È indaffarata a conversare con un uomo senza volto, pieno di scartoffie e parole. Presta attenzione, sembra interessata al discorso dell’altro, ogni tanto dice qualcosa ma riesco a leggere dietro lo specchio dell’iride: è disillusa e turbata. È bella, il viso delicato a forma di oliva, gli zigomi leggermente accentuati con il trucco che evidenzia le parti più affascinanti della sua bellezza. Un leggero velo di rossetto si stende su labbra carnose ma non sfrontate, gli occhi azzurri, grandi, allungati. Ha il naso aquilino, forse un pò troppo ma le dona. Le orecchie piccole, assomigliano a quelle di un bambino … abbasso lo sguardo rapidamente. Si guarda in giro. Sì, si sente osservata. Devo essere più cauto. Ora anche l’uomo si guarda intorno con il viso turbato. Lei gli rivolge un sorriso di facciata.
Non è la bellezza che mi colpisce. Se metto a fuoco ogni piccola parte del viso, so che ci sono ragazze più belle. È qualcos’altro che mi rapisce e mi cattura, un non so che di misterioso, di nascosto. Forse è quel modo di fare distaccato, un’illusione di disinteresse. Invece ascolta, sostiene lo sguardo dell’interlocutore, lo liquida con un movimento impercettibile del capo, con un sussulto delle labbra. L’uomo rimane spiazzato. Capisce che c’è qualcosa che non va ma non sa che ora i suoi discorsi si perdono dietro le spalle di lei.
Lei continua a guardarsi intorno. Pattuglia l’ambiente con occhio vigile. Mi nascondo sempre più difficilmente. L’uomo davanti a lei chiude le sue cose in una valigetta di pelle nera con fare indispettito. Osserva confuso tra gli sguardi dei clienti. Le si rivolge con fare brusco girando i tacchi e piantandola in asso. Lei prende la tazza del thè e lo porta alle labbra. Ne beve un piccolo sorso, quel tanto che basta per farle muovere la trachea. Con fare pacato la posa sul piattino. Sembra seguire un percorso tutto suo.

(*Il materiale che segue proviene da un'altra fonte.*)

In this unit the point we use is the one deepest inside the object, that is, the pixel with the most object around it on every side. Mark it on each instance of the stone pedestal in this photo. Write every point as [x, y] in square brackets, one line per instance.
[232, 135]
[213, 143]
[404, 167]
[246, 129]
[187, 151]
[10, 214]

Appare sollevata, alleggerita dall’ingombrante presenza di ossa, carne e sudore di un volto di ombra. I clienti sono tornati ai loro discorsi e alle loro bevande, il brusio ha ripreso il suo corso. Ora sono in trappola.
Le ciglia di donna hanno scovato gli occhi di spia. Le iridi s’incontrano con pause più brevi. Lei si sistema i capelli lungo il viso. Io mi alzo. Mi sta fissando senza distogliere lo sguardo.
“Posso sedermi?”. Annuisce. Sono contento che i fumi dell’alcool e della marijuana siano svaniti. Sono contento di non avere maschere.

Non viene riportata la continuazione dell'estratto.